Маркус облизнул губы и ненадолго смежил веки. Он словно колебался, спорить или нет, но всё же не стал и ровнее, глуше заговорил:
– Мишкольц с весны был добр ко мне как никогда прежде – может, потому, что я тогда потерял родителей; оба разбились по пути из Брно. Ему невыгодна была моя хандра; он от неё устал и начал раз за разом повторять: «Надо вас развеять!» В августе он сказал уже прямо, что на Рождество возьмёт меня в столицу и введёт наконец в высший свет, сделает всё, о чём я просил. Конечно, если мы хорошо поработаем; сбор урожая в окрестностях пройдёт без проблем; люди аккуратно выплатят налоги и прочее, прочее. Он и прежде раздавал обещания… – Маркус вздохнул. – Но в этот год убедительнее, а я был доверчивее. Я правда взбодрился и вообразил всё в красках; по осени стал собираться; я… – тень стыда мелькнула на лице, и тут же оно окаменело, – я заказал несколько камзолов, парик, новые чулки, обувь и верхнее платье на ту долю жалования, которую прежде каждый месяц отдавал на будущий госпиталь. Я почувствовал себя премерзко, потому что был едва ли не единственным крупным жертвователем в этот «фонд», а одеждой никогда не интересовался, но столица есть столица. И вот время подошло…
– Вы к нам не приехали, – тихо сказал очевидное я.
Маркус скривился, будто некто, засевший в его же нутре, вырывал ему зубы.

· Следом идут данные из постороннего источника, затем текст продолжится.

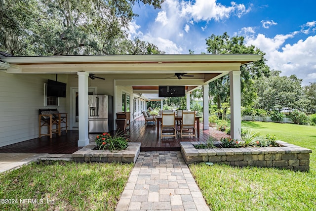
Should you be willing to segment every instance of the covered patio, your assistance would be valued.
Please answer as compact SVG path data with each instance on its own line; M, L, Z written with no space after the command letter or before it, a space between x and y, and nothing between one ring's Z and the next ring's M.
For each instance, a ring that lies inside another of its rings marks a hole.
M210 135L217 139L228 136L212 127L207 130L200 128L198 138L181 138L178 136L177 139L168 137L158 139L157 126L145 126L144 118L140 117L131 122L126 133L132 142L141 143L141 151L180 151L180 141L206 141ZM96 135L89 135L90 142L94 141ZM51 139L44 136L3 146L0 147L0 153L72 154L82 148L78 147L78 130L69 130L67 134L63 132L61 136L54 134Z
M57 75L58 81L67 84L67 92L66 97L59 97L56 100L55 107L60 112L68 114L68 129L78 130L78 136L73 137L77 139L78 147L86 146L90 141L88 124L88 97L90 93L113 96L113 113L129 112L130 119L134 120L141 117L142 111L146 110L146 99L136 102L138 98L143 97L144 94L158 93L159 86L185 86L187 109L190 108L191 92L201 88L203 120L200 133L208 134L208 83L228 74L231 90L231 135L239 139L240 66L261 58L262 55L254 54L0 57L0 79L4 85L0 100L5 110L0 114L0 146L39 137L39 109L52 107L45 104L45 86L47 80L57 81ZM104 80L93 80L90 74ZM186 74L192 76L186 77ZM114 119L115 128L115 115ZM137 125L135 128L136 130L149 130L142 127L137 129ZM153 130L151 133L154 132ZM147 137L133 138L149 140L152 138L151 133L139 132ZM157 143L154 136L152 136L152 141L155 147L164 147L163 143ZM199 138L202 139L203 136ZM146 146L149 149L153 144L146 143ZM178 147L170 143L165 144Z

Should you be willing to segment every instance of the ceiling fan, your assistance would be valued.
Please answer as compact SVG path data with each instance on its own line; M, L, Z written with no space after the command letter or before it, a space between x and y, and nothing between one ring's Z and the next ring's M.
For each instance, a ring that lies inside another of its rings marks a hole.
M89 74L89 78L90 78L90 79L91 79L93 80L94 80L95 79L102 79L102 80L105 80L105 79L104 79L103 78L98 77L97 76L95 76L95 74L93 74L93 73Z
M174 74L174 76L176 76L177 78L178 78L178 79L181 79L182 78L182 77L194 77L194 75L186 75L187 74L187 73L175 73ZM172 78L174 76L171 76L170 77L168 77L167 78L167 79L168 79L169 78Z

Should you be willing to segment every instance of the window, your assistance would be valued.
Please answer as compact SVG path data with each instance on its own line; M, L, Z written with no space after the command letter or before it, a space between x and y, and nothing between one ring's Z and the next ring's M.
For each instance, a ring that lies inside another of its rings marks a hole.
M130 108L130 95L126 93L122 93L122 111L129 112Z
M44 106L59 106L59 98L47 95L47 84L44 84Z

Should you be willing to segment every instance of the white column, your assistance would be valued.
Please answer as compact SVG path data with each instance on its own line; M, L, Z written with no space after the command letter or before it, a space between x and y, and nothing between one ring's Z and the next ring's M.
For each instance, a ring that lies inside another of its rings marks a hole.
M78 72L78 102L79 104L79 140L78 146L89 144L88 123L88 90L89 73Z
M187 110L190 110L190 92L186 93L187 95Z
M162 99L160 100L160 110L161 111L163 110L163 100Z
M203 129L208 129L208 84L203 85Z
M240 139L241 128L240 71L229 73L231 92L231 136Z

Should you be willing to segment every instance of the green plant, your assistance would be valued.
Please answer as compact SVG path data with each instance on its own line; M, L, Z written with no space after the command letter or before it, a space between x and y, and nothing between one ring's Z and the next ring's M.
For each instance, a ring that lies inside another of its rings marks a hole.
M308 117L306 114L298 110L293 111L289 115L290 118L293 123L299 125L307 125Z
M208 117L208 122L210 123L215 123L217 120L218 118L216 114L213 114Z
M221 142L224 148L238 148L240 146L240 143L238 140L232 138L222 137Z
M228 122L225 120L218 120L216 121L216 123L217 129L222 132L225 131L226 128L229 127Z
M314 114L310 116L310 121L311 123L314 123L316 125L316 114Z
M114 136L107 132L97 135L95 143L99 150L122 150L127 147L128 138L117 132Z
M198 144L195 144L194 147L196 149L214 149L217 148L214 144L215 140L213 137L210 135L206 143L200 143Z
M240 142L240 144L243 147L253 146L255 143L262 139L262 137L260 137L258 132L254 132L251 129L245 129L245 132L242 134L240 134L240 136L242 140Z
M276 111L273 111L271 112L271 120L276 123L280 123L283 121L283 118L284 117L284 114Z

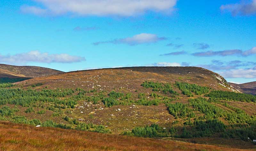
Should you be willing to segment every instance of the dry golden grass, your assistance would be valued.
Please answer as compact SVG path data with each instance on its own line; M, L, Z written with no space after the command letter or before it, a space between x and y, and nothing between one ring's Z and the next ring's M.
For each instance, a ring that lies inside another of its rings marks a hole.
M163 140L0 122L0 150L61 151L242 151Z

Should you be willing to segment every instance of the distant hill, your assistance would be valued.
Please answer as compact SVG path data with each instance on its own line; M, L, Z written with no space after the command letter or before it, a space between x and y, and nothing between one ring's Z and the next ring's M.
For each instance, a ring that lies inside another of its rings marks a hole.
M182 81L216 89L232 90L218 74L195 67L141 67L89 70L38 77L23 83L27 83L26 86L40 82L44 84L42 86L46 85L52 89L81 87L109 91L121 87L127 91L133 91L141 89L140 84L147 80L164 83Z
M256 95L256 81L240 84L229 83L235 88L243 93Z
M0 78L35 78L63 73L60 71L39 67L19 66L0 64Z
M241 93L220 75L202 68L89 70L1 87L0 120L111 136L256 147L256 96Z

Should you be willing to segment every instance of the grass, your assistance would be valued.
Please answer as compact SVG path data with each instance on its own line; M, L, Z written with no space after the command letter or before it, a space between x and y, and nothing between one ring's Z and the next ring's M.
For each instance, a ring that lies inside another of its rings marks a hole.
M0 150L87 151L242 151L163 140L0 122Z

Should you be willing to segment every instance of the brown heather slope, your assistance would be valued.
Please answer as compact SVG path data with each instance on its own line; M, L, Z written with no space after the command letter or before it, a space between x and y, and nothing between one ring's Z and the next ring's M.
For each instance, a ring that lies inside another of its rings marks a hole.
M240 84L229 83L243 93L256 95L256 81Z
M215 146L0 122L0 150L243 151Z
M0 77L34 78L63 73L60 71L36 66L18 66L0 64Z
M174 83L182 81L224 90L235 89L219 74L194 67L138 67L74 71L35 78L19 83L26 87L40 83L49 88L95 89L109 91L114 88L133 92L142 89L146 81ZM27 83L26 84L25 83Z

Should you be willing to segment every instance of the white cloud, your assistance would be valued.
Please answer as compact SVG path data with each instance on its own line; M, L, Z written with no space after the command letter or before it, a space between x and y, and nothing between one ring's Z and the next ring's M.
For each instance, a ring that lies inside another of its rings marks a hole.
M131 16L148 11L173 11L177 0L33 0L44 8L23 6L21 10L36 15L71 14L86 16ZM40 12L40 13L38 13Z
M70 63L85 60L84 57L71 56L65 53L50 54L47 53L41 53L38 51L12 55L0 55L0 62L16 64L28 62Z
M240 4L223 5L220 7L220 10L230 12L234 16L256 14L256 0L243 1Z
M34 6L22 6L20 7L20 10L24 13L32 13L39 16L46 15L48 13L46 10Z
M256 47L254 47L250 50L244 52L243 55L248 56L254 54L256 54Z
M180 64L177 62L157 62L152 64L152 66L156 67L180 67Z
M252 68L232 70L220 73L226 78L255 78L256 67Z
M98 45L103 44L112 43L115 44L124 44L131 45L134 45L143 44L156 43L159 41L166 39L166 37L159 37L156 35L143 33L135 35L132 37L118 39L109 41L96 42L94 43L93 44Z

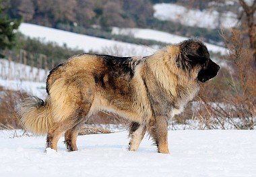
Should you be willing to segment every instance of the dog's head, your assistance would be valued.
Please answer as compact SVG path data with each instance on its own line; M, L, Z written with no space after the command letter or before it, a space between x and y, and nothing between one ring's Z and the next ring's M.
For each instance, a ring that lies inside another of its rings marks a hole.
M179 44L181 52L176 63L186 72L196 72L197 79L205 82L215 77L220 67L210 58L206 46L197 40L188 40Z

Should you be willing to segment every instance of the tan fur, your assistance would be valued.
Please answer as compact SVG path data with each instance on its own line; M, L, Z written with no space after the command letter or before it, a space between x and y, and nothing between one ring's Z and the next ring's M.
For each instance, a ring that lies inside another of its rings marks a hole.
M30 97L20 105L18 114L22 119L23 126L36 135L44 135L47 133L53 124L52 108L49 99L44 107L38 107L38 101Z
M167 46L146 58L131 58L128 64L119 63L119 59L108 64L107 58L112 56L74 56L51 72L44 106L32 101L21 105L22 121L36 134L48 132L47 146L55 150L66 132L67 148L76 150L81 125L104 110L137 123L130 133L131 150L137 150L147 130L158 152L168 153L167 119L180 113L195 97L202 68L196 65L188 72L177 65L177 58L183 54L181 45Z

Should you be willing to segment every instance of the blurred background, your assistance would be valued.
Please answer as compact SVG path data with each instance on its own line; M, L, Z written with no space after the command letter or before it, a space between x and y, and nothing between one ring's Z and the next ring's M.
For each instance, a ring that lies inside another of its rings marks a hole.
M73 55L146 56L189 38L222 68L169 128L255 129L255 0L0 0L0 129L22 128L17 102L45 99L49 70ZM129 122L100 112L86 123Z

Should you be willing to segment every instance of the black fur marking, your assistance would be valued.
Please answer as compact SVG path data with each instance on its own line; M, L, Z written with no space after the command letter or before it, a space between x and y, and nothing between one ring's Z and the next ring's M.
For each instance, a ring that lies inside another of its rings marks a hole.
M96 73L93 74L94 77L95 83L100 84L102 87L105 87L106 84L104 81L104 75L98 75Z
M49 72L49 74L48 75L48 77L47 77L47 80L46 80L46 93L48 95L50 95L50 93L49 93L49 85L48 84L48 80L51 76L51 74L53 74L55 70L57 70L59 67L61 67L62 66L63 66L65 64L65 62L63 63L61 63L59 64L58 64L57 66L56 66L55 67L53 68L53 69L52 69L50 72Z
M206 46L199 40L188 40L181 44L181 53L176 59L178 67L190 72L210 59Z
M140 126L140 124L137 122L132 122L130 124L129 127L129 136L131 135L131 133L133 133L134 131L135 131Z
M131 78L134 75L133 60L131 57L118 57L108 55L101 55L106 66L118 74L129 74Z

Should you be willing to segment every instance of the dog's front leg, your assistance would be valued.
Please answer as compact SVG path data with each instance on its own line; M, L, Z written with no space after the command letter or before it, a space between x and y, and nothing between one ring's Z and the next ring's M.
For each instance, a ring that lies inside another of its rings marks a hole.
M137 151L146 133L145 125L140 125L136 122L132 122L130 125L129 150Z
M158 147L158 152L162 154L169 154L167 119L164 116L156 116L150 122L151 127L149 129L149 133Z

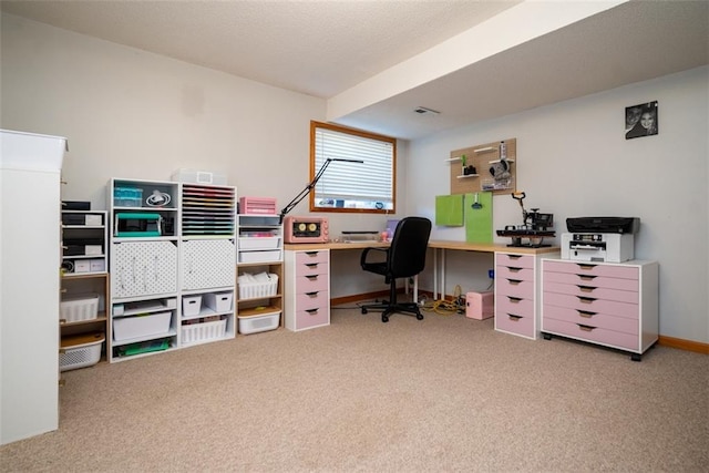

– Конечно. Мишкольц внезапно обрушил на меня список невыполнимых поручений вроде «найти пропавших животных», да вдобавок обвинил, что на гардероб я взял деньги из госпитальных. Мы решили недоразумение, хотя вряд ли вы не понимаете, кто, если не я, мог запустить туда руку: только он сам. Он вскоре уехал, заявив, что я, если со всем справлюсь и захочу, могу присоединиться позже. Я уже не хотел; был так оплёван, что мечтал о зиме без него. Но в тот же день… – тьма вен запульсировала до ряби в моих глазах, – я обнаружил занятную вещь – пропажу переводов из рабочего ящика. Тогда меня интересовали куртуазные, романтичные баллады Вийона; с ними я и воевал; Мишкольц был моим слушателем. Вскоре нашлась записка о том, что он «одолжил» стихи, чтобы показать знакомым дамам, и страшно благодарен. Я сразу догадался: он припишет себе не только перевод, но, возможно, и авторство. Когда я работал с сонетами Шекспира, он уже так делал, одалживал малоизвестные, чтобы пойти в бордель или на бал не с пустыми руками…
Маркус замолчал и поднял голову, вглядываясь в окровавленные витражи. Гримаса исчезла; на губах заиграла прежняя ледяная улыбка. Вокруг вспыхнуло больше свечей.
– И вот, я надел всё, в чём воображал себя перед императрицей. Я стоял у зеркала, смотрел в него и пытался представить себя через сорок лет. Почему-то представлялось, что кроме морщин, сутулости и старческой вони не прибавится ничего: на мне будет тот же, только поеденный, камзол; сзади – та же безвкусная мебель из прошлого века, а на зеркале – та же пыль. И от понимания, что так и будет, а изменить я ничего не смогу, я вдруг закричал, а стекло зазвенело. – Руки его опустились, тьма схлынула к кончикам пальцев. – И вот тогда со мной заговорили, ласково и уверенно, как с заблудившимся ребёнком. Зеркало стало чёрным, я подался к нему, слушая историю Бездны… а очнулся уже другим. И знал, что делать. Знаю и теперь. И сделаю.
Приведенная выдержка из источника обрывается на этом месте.